Turnover: £31.8m (£32.9m)
Pre-tax profit: £1.8m (2003: -£230,000)

Half year

Turnover: £17.5m (2003: £15.9m)
Pre-tax profit: £730m* (2003: £890m)

Financial year end: 27 June 2004
Half-year end: 26 December 2004

* Interim pre-tax profit rose by 7.1% to £990,000 before subtracting opening costs of £162,000 and reorganisation costs of £101,000.

Operating data

Total number of restaurants: 75
Total number of delis: 3

Caffé Uno: 53
Chez Gérard: 12 - London (Belvedere Road, Bishopgate, Chancery Lane, Chandle Street, Covent Garden, Dover Street, St Pauls, Trinity Square, Victoria Thistle), Gatwick Airport, Heathrow Airport
Brasserie Chez Gérard:  one, in Cambridge
Le Petit Chez Gérard:  one, in Covent Garden, London
Bertorelli's: five – London (Charlotte Street, Fetter Lane, Mincing Lane, Floral Street, Frith Street)
Caffé Bertorelli: one, in Bristol
Deli Bertorelli: one, in Charlotte Street, London
Livebait: four – London (Covent Garden, Waterloo), Manchester, Leeds
Café Fish: one, in  Rupert Street, London

Number of employees: nearly 700

Strategy

"As the business moves into a new phase of expansion there are additional infrastructure and capital costs in building an enlarged portfolio. We remain convinced that this business will significantly enjoy economies of scale from its principal brands.

The company’s strategy for growth is being executed through four main themes: leveraging yield from the existing portfolio; in-filling new sites in central London; roll out of Bertorelli and Chez Gérard outside London; and the pursuit of world class hospitality standards.”

Source: Interim results for the six months ended 26 December 2004

Chief executive

Nick Basing

Key directors

Chairman: Guy Naggar
Chief operating officer: Alan Hand

Contact

8-10 Grosvenor Gardens
Victoria
London
SW1W 0DH

Tel: 020 7881 8870

Website: http://www.santeonline.co.uk

Commentary

Groupe Chez Gérard’s problems at the start the current century stemmed from high debt and over-rapid expansion into sometimes poor sites.

Chairman Neville Abraham’s attempts to turn the group around – cutting costs, closing underperforming restaurants, lowering menu prices and slashing debt from £10.8m to £3.7m - seemed to be bearing fruit.
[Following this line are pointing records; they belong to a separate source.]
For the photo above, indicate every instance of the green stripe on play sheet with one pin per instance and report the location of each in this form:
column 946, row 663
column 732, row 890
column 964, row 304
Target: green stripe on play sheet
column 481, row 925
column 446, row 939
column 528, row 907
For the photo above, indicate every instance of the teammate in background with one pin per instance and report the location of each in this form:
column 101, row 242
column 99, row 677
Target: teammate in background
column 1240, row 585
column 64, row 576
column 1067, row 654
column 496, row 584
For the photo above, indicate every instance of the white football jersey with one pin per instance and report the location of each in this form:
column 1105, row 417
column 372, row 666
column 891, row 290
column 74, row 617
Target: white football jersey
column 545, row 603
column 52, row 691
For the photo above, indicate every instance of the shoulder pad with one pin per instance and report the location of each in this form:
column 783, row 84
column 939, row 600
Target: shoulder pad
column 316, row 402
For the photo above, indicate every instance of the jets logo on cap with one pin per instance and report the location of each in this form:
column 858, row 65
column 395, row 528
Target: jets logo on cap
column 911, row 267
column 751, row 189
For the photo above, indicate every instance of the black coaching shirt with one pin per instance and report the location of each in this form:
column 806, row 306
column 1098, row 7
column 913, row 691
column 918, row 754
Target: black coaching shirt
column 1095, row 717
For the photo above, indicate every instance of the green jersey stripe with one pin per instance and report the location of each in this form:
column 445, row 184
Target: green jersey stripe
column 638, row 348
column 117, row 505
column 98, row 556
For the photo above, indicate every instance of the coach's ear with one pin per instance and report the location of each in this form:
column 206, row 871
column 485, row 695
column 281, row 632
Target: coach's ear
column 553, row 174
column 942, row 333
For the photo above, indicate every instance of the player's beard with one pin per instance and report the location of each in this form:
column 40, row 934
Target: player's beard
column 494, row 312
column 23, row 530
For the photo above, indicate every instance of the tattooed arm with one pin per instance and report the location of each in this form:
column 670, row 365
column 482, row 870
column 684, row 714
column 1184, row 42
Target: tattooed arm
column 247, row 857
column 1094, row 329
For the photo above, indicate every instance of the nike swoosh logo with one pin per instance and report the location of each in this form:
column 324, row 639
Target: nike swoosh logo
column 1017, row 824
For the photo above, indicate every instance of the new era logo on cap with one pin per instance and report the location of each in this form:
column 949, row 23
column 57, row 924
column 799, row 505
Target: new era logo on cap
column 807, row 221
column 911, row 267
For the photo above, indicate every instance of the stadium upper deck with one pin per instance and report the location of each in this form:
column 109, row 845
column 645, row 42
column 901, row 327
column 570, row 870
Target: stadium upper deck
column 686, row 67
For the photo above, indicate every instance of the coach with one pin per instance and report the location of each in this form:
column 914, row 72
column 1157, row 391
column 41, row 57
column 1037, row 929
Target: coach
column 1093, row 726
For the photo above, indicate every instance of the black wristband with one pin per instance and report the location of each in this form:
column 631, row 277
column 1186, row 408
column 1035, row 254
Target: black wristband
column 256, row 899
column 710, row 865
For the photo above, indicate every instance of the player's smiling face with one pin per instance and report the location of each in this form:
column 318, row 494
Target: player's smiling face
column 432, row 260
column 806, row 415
But then came Paramount’s hostile offer, led by former GCG consultant Nick Basing, and Abraham was unable to put together a management buy-out to match Paramount’s bid.

New chief executive Basing turned around the group’s fortune within a year and doubled its share price. In this time, he upgraded the portfolio, closed or converted unprofitable sites, increased the seating, overhauled the menus, extended the wine list, rationalised the supplier list and boosted the training budget fivefold.

The group is now ready for expansion but, as new openings temporarily reduce profitability, chairman Guy Naggar felt this could be done best as a private rather than a listed company. His investment vehicle Craftbutton bought the company in May 2005.

As well as filling in gaps in the London market, the group plans to expand its presence in the provinces, principally through Brasserie Chez Gérard and Caffé  Bertorelli. Both are more casual spin-offs of its two key brands that have been adapted for all-day trading. It has no plans to add more Livebaits or Café Fish restaurants.